Save for scattered supporters like them, 300 torch carriers, organizers and media, the relay route that weaved through Fukushima and its disaster-hit neighbors Iwate and Miyagi was largely quiet. Prime Minister Yoshihide Suga stayed in Tokyo for a parliamentary session.
"There is no 'festival' atmosphere here," said Michiko Saito, director-general of Utsukushima Sports Rooters, a nonprofit volunteer organization in Fukushima.
At the torch relay ceremony, Fukushima Gov. Masao Uchibori thanked organizers for choosing his prefecture but acknowledged the long road ahead. "People are starting to forget the disaster, so the 'reconstruction Olympics' is very special to the people of Fukushima."

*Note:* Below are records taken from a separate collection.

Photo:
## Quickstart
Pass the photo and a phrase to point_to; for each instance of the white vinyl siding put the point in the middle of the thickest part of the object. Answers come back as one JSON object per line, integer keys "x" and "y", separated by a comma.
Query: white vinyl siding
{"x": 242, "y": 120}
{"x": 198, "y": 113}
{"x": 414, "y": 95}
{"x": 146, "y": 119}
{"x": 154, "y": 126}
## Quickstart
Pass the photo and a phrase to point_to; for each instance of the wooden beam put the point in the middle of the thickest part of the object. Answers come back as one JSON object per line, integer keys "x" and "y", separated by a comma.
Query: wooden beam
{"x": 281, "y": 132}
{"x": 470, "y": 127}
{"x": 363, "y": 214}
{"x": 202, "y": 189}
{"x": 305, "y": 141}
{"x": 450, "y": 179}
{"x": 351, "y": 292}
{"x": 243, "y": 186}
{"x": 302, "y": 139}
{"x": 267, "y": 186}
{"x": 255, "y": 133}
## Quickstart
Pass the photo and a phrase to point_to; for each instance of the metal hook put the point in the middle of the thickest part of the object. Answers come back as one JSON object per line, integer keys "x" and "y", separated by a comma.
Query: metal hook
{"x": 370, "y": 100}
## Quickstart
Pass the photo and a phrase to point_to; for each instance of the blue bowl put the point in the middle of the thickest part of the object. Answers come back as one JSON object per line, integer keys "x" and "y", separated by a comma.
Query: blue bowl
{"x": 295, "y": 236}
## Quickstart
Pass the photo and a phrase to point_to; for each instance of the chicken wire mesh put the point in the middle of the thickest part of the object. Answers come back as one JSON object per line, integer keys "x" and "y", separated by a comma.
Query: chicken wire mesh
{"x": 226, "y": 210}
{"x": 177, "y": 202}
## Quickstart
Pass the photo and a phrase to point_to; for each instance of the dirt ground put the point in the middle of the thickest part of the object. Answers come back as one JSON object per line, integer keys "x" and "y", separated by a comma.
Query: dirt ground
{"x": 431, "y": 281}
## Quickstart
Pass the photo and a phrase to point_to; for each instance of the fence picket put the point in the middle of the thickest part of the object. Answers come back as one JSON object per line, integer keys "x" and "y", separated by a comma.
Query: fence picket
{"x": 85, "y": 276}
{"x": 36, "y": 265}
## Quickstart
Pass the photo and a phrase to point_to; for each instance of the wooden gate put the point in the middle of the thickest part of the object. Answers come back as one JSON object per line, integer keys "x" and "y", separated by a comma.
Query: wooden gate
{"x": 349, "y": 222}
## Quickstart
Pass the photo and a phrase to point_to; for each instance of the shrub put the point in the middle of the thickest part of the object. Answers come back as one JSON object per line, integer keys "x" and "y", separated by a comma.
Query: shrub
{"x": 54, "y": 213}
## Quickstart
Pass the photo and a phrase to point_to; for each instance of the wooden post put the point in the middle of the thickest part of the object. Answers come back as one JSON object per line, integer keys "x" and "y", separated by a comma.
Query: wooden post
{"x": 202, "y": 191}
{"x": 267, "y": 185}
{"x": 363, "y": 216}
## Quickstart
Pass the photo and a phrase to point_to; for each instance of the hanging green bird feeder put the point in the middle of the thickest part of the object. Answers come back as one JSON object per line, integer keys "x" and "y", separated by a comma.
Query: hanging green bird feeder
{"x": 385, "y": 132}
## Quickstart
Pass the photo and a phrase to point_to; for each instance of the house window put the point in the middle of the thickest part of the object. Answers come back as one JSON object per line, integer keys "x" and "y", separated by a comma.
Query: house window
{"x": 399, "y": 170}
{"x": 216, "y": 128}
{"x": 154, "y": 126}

Koichi Nakano, professor at Tokyo's Sophia University, begged to differ, arguing the "reconstruction Olympics" amounted to nothing more than an excuse to spend billions on an international spectacle. "It's always been a facile slogan with no real substance," he said.
Despite the economic losses and sour public mood, Japan still refuses to shun hosting responsibilities like some other countries. Even now it is in the market for another Olympics -- albeit in their more modest winter form.
Snowy Hokkaido, the country's northernmost main island, is gunning for the Winter Games in 2030, with backing from 80% of companies based in the prefectural capital of Sapporo.
Nakano did not hide his skepticism. "I suppose the conservatives in power will try again because they've run out of ideas to restart the economy," he said. Assuming travel returns to normal, he added, "They'll try to continue to think of some kind of circus to bring tourists into Japan."